– Эй-эй! – обрадованно воскликнул Фып. – Мы с ним, было времечко, корешились. Пошаливали маленько, с комиссарами вздорили… Дедушка твой по себе крепкую славу оставил. Со своей правдою жил. Бывало, говаривал: «Деньги что? С ними сыт да пьян, а душе – справедливость подайте…»
Оттого Фып и взялся просвещать дружниного внука. Выучивал, как вести себя со следователем на допросах, оберегал от притязаний сокамерников-блатных, угождал мелкой заботой.
Наблюдая за Фыпом, за его горбатой, обезьяньей фигурой с длинными руками, за его морщинистыми ужимками, Фёдор примечал во всём его поведении тюремный авторитет. Уважительное отношение к нему распространялось повально. Иной раз и Фёдора в обществе Фыпа охватывал гаденький мечтательный расчёт – показной жестокостью добиваться здешнего признания, и как-то обёрнуто, вверх тормашками, радовало, что родной дедушка славился в бандитах. Каждого человека стережёт искусительный миг, когда подмывает желание бесчестно хватануть себе то власти, то денег, то особенной справедливости. Так и у Фёдора – бывало, забродит по жилам дьявольское желание тоже ступить на дедову стезю и выбрать лихую долю. Дед Андрей посмел, а он хуже, что ли?
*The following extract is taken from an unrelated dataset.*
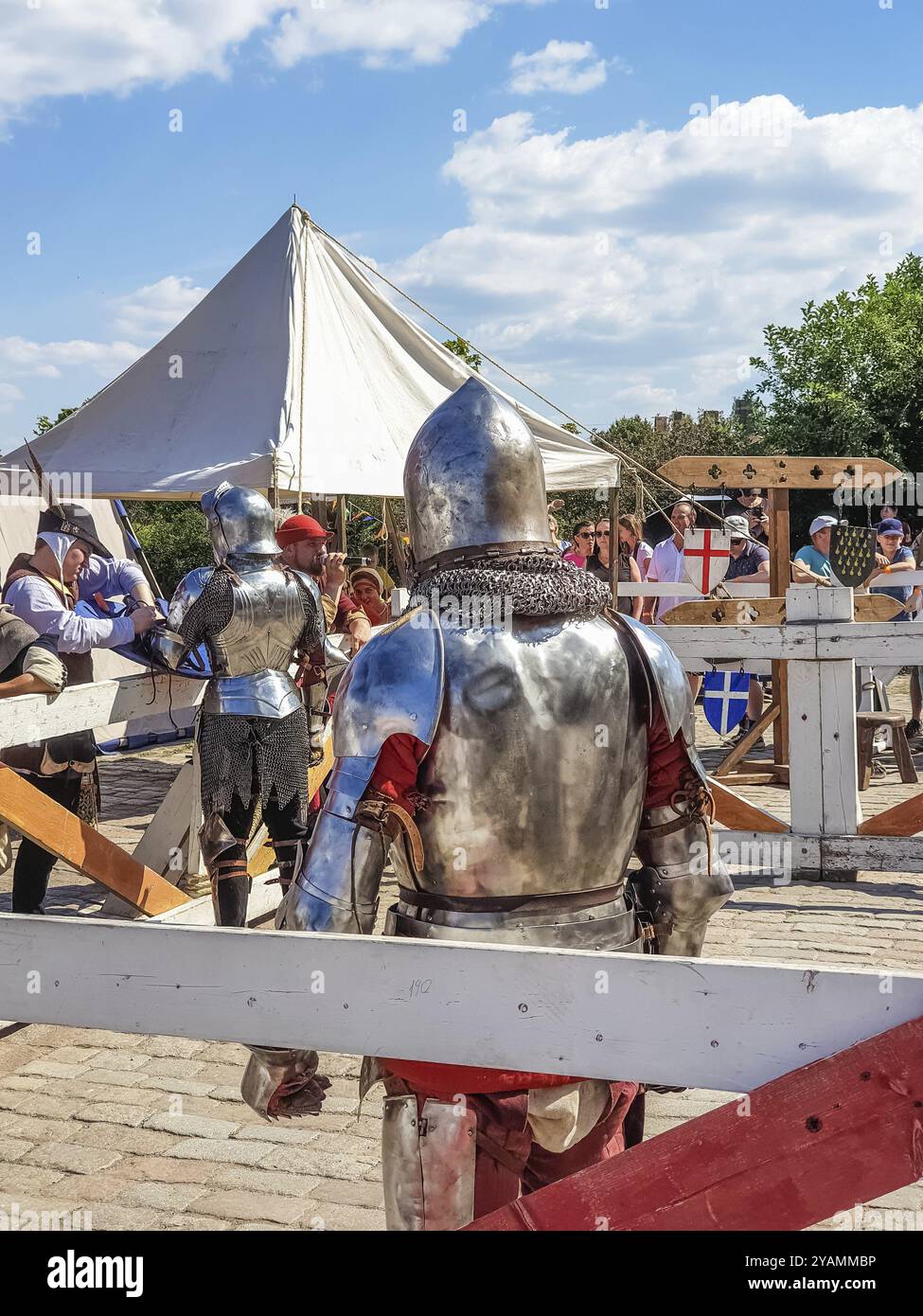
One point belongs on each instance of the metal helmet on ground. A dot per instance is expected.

Но здесь, в пересылочной инстанции, подмоги и влияния Фыпа не было, а в намордниках на окнах, в железных засовах на дверях, в опояске из колючей проволоки над забором – никакого радужного намёка. Все зеки – словно уродцы в лохмотьях, и власть меж ними, казалось, делили те, кто подлее. Только там, за перекрестьями оконных решёток, в небе, было чисто – отрадно и вольготно взгляду.
Через несколько дней из камер стали вызывать по разнарядке. Выгоняли во двор тюрьмы, формировали пеший этап на северную окраину Вятской земли, где местечко Кай, где таёжные зоны. Предугадывая долгий муторный ход, Фёдор сидел на тюремном дворе разувшись, босыми сопрелыми ступнями – на прохладной выцветшей травке.
Над тюремным забором уже высоко висело утреннее солнце, розовели подставленные к нему кудрявые бока толстых облаков. Крупная чайка с белыми зигзагами крыльев – видимо, с какого-то ближнего водополья – проплыла в завидной воле пространства. Опускать глаза вниз, взглядом и мыслями возвращаться к людям, которые гуртовались возле мрачного кирпичного дома с прутьями на окошках, не хотелось. Нынче, если выпадала возможность, Фёдор подолгу глядел в небо. Раньше он не испытывал этой притягательной, отвлекающей от земного мыканья силы голубой пустоты. Но только в этой пустоте сбереглась для него частичка свободы и только через эту пустоту лежала какая-то призрачная соединённость и с домом, и с детством, и с отдохновенными воспоминаниями. При виде облаков почему-то приходила на ум давнишняя сказка про Снегурку, которую рассказывала бабушка Анна. «…Всё ж доняли Снегурку подруженьки. Решилась она и перепрыгнула через костровище. Тут и не стало её. Растаяла. Паром сделалась. Обернулась облачком. И плавает это облачко и посейчас где-то…»
Фёдор не услышал и не заметил, как сзади к нему подошёл качающейся походкой, словно весь на расхлябанных шарнирах, длинный мосластый парень. Был он бос, в руке держал полуразвалившиеся, с драными подмётками чёботы. По всем ходульным манерам, по синей сыпи наколок на руках, по стальной фиксе во рту в нём угадывался недавно оперившийся блатарь. Кличку он носил короткую, но с длинным понятием – Ляма.
Взяв сапог Фёдора, Ляма примерил его подошва к подошве со своими чёботами и порадовался:
– Энти вот тибе. Налезут. У нас ноги равные. – Ляма поставил перед Фёдором чёботы и взял его сапоги. – Портянки оставь сибе. Пригодятся.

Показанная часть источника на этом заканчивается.